Rainforest-edge school scheme beats O’Donnell & Tuomey and Nikken Sekkei projects
A school complex designed by Brazilian architects Aleph Zero and Rosenbaum has won 2018’s RIBA International Prize.
The practices’ Children Village project, on the edge of the rainforest in northern Brazil, beat entries by O’Donnell & Tuomey, Nikken Sekkei and Boeri Studio in the judgement of a jury chaired by Elizabeth Diller of Diller Scofidio & Renfro.
Designed to provide boarding accommodation for 540 children aged between 13 and 18 who attend the Canuanã School, the 25,000sq m project is one of 40 schools funded and run by the Bradesco Foundation. Pupils at the school come from remote areas of the country, many of them travelling for hours by boat.
The complex is split into two identical parts – one for girls and one for boys, and was designed in collaboration with children to create a home from home. The new accommodation replaces dormitories for 40 children with rooms for six, which are centred around large and well-shaded courtyards at ground-floor level.
On the first floor are flexible communal spaces, including reading areas, TV rooms, balconies and hammocks.

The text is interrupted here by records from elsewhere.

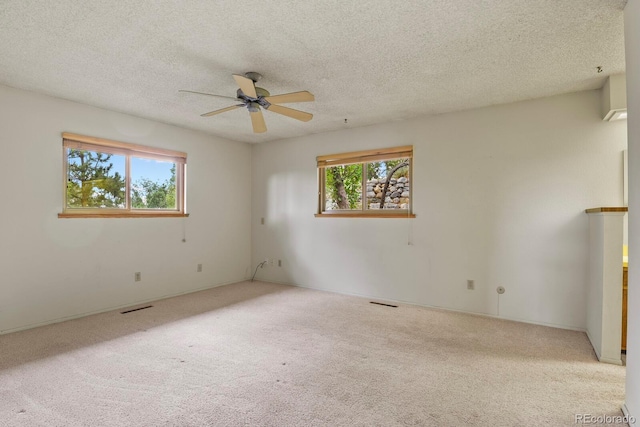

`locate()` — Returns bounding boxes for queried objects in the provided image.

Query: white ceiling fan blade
[233,74,258,98]
[264,91,315,104]
[266,104,313,122]
[250,110,267,133]
[179,90,239,101]
[201,105,242,117]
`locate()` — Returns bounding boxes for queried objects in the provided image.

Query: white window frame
[59,133,188,218]
[316,145,414,218]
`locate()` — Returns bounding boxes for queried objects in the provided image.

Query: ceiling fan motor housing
[244,71,262,82]
[237,88,271,110]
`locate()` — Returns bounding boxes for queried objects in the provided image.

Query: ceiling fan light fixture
[255,87,270,97]
[247,102,261,113]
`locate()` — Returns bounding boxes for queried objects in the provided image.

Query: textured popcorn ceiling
[0,1,627,143]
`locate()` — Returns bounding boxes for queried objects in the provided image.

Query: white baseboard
[622,403,636,426]
[599,356,624,365]
[585,329,602,360]
[585,330,623,365]
[0,278,244,335]
[251,278,587,333]
[5,276,590,337]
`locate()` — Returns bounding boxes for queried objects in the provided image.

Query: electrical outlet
[134,272,141,282]
[269,258,275,266]
[278,259,282,267]
[197,264,202,272]
[467,280,474,290]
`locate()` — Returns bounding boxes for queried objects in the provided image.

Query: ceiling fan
[180,72,314,133]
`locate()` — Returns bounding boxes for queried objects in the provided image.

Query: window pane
[130,157,177,210]
[66,149,126,208]
[324,164,363,210]
[366,159,410,210]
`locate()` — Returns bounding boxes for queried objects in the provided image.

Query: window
[59,133,187,218]
[316,146,414,218]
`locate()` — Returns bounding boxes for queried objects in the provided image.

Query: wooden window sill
[315,213,416,218]
[584,207,628,214]
[58,212,189,218]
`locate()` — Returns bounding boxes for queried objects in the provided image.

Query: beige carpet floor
[0,281,627,426]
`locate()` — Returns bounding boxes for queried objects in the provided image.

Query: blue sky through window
[131,157,174,184]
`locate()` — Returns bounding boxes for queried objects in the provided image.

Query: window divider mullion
[125,154,131,211]
[362,163,366,212]
[62,147,68,211]
[409,158,412,214]
[318,167,324,214]
[180,163,185,212]
[177,163,182,212]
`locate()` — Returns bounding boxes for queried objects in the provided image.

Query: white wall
[251,90,627,330]
[0,84,252,333]
[586,211,625,364]
[624,0,640,422]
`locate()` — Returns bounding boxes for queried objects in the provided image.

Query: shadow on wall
[253,171,315,285]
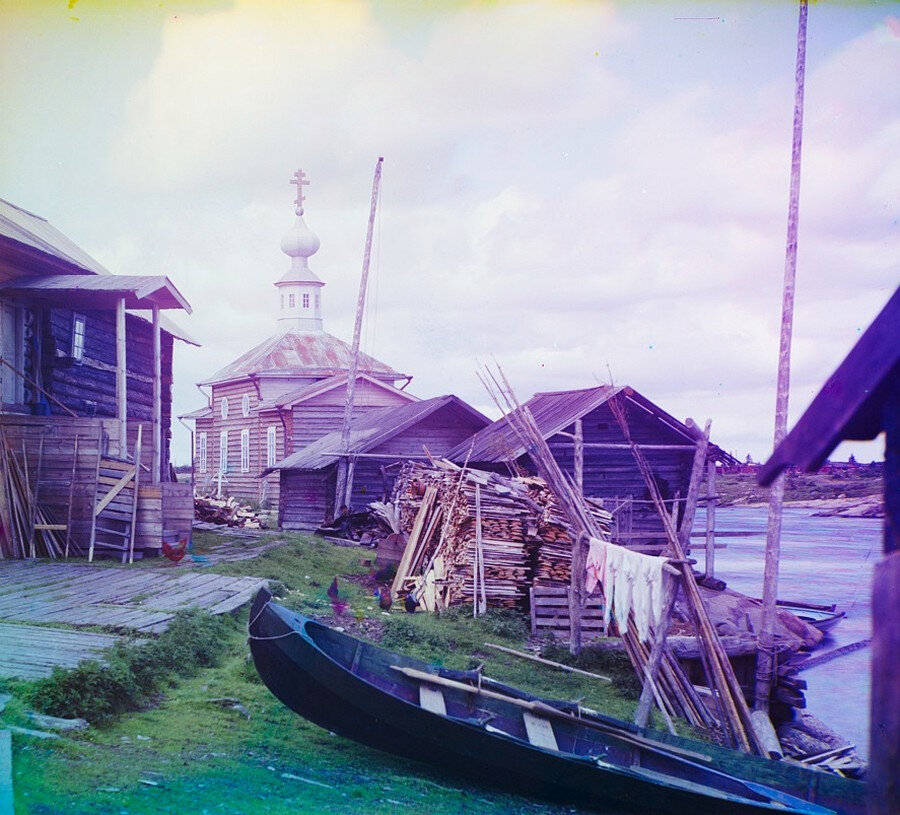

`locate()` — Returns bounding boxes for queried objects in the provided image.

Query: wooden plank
[523,712,559,751]
[419,685,447,715]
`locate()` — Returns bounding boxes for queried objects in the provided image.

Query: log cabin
[0,197,195,559]
[758,286,898,815]
[181,171,412,508]
[266,394,489,530]
[444,384,737,554]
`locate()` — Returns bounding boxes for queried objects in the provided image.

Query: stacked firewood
[193,496,267,529]
[390,461,612,610]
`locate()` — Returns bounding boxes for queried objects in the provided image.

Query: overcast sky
[2,1,897,465]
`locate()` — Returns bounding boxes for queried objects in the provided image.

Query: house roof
[178,404,213,420]
[265,394,490,473]
[0,197,112,276]
[257,372,418,412]
[445,384,735,464]
[199,327,407,386]
[759,286,899,486]
[0,198,196,344]
[0,273,192,313]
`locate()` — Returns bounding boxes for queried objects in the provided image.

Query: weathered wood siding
[546,403,694,550]
[0,415,188,557]
[290,380,414,451]
[280,470,333,530]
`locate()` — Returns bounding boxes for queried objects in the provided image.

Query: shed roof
[257,372,418,412]
[445,384,735,464]
[0,273,192,313]
[759,286,899,485]
[0,197,112,276]
[200,327,407,386]
[266,394,489,473]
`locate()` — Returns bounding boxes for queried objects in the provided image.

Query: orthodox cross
[290,169,309,215]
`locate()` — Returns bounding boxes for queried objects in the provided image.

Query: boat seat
[523,711,559,751]
[419,685,447,716]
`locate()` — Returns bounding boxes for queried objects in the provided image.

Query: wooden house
[0,197,195,559]
[267,395,489,530]
[758,286,898,815]
[445,384,736,554]
[182,172,410,507]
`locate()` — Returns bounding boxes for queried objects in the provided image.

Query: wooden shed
[268,395,489,530]
[0,197,195,559]
[758,286,898,815]
[445,384,736,554]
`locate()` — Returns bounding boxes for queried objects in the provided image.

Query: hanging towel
[585,537,607,595]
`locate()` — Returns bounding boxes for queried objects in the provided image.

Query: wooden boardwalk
[0,561,268,679]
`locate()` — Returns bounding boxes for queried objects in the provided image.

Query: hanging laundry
[586,537,670,643]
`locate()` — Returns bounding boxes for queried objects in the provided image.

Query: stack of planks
[390,460,612,610]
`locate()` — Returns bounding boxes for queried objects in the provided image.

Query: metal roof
[445,384,734,464]
[266,394,489,473]
[759,286,899,485]
[257,372,418,412]
[0,197,112,276]
[0,273,192,313]
[178,404,213,420]
[199,327,407,386]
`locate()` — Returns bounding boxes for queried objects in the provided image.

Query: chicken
[404,593,418,614]
[162,537,188,565]
[327,577,347,616]
[377,587,393,611]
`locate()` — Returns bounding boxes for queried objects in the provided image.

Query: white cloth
[586,537,669,643]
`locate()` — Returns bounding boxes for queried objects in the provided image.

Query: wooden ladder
[89,425,142,563]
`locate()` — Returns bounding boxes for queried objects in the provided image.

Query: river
[692,505,880,759]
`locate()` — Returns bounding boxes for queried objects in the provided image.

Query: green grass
[718,469,882,506]
[3,531,685,814]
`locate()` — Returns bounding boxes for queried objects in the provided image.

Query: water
[692,505,881,759]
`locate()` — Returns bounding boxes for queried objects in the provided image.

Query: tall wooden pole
[574,418,584,496]
[151,305,161,484]
[756,0,808,713]
[115,296,127,457]
[334,157,384,517]
[705,459,717,579]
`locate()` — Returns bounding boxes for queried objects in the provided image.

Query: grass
[3,531,686,814]
[718,469,883,506]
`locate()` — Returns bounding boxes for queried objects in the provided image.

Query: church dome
[280,215,320,259]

The grand jury said Aleph Zero and Rosenbaum had “cleverly addressed” the area’s tropical climate, which rises above 40C in summertime, with a large canopy roof made of cross-laminated timber beams and columns.
“The overhanging canopy design has created an intermediary space, between inside and out, giving the effect of a large veranda overlooking the surrounding landscape and creating a comfortable environment with no need for air conditioning,” they said.
“The building is constructed with local resources and based on local techniques. Earth blocks handmade on site were used to construct the walls and latticework, chosen for their thermal, technical and aesthetic properties.
“As well as being cost effective and environmentally sustainable, this approach creates a building with strong connections to its surroundings and with the community that it serves.”
The jury concluded that the combination of a contemporary aesthetic with traditional techniques amounted to “reinventing Brazilian vernacular”.
Joining Diller on the panel were Kazuyo Sejima of Sanaa, Joshua Bolchover of Rural Urban Framework, Gloria Cabral of Gabinete de Arquitectura and Peter Clegg of Feilden Clegg Bradley Studios.
The RIBA International Prize was first awarded in 2016 and is a biennial accolade. The original winner was Grafton Architects’ Universidad de Ingeniería y Tecnología in Lima, Peru.
RIBA International Prize 2018 shortlist
Aleph Zero and Rosenbaum Children Village, Tocantins, Brazil. Boarding accommodation for 540 senior school children at the Canuanã School.
O’Donnell & Tuomey Central European University (phase 1), Budapest, Hungary. A new university campus in the heart of Budapest that successfully links old buildings and courtyards to create vibrant new spaces. The university is facing expulsion from the building for political reasons.
Nikken Sekkei Toho Gakuen School of Music, Tokyo, Japan. A new virtuoso music school designed to visually connect, rather than isolate, practising musicians.
Boeri Studio Il Bosco Verticale (Vertical Forest), Milan, Italy. The second of two residential towers in Milan in which trees and humans coexist, designed to set a new standard in sustainable housing.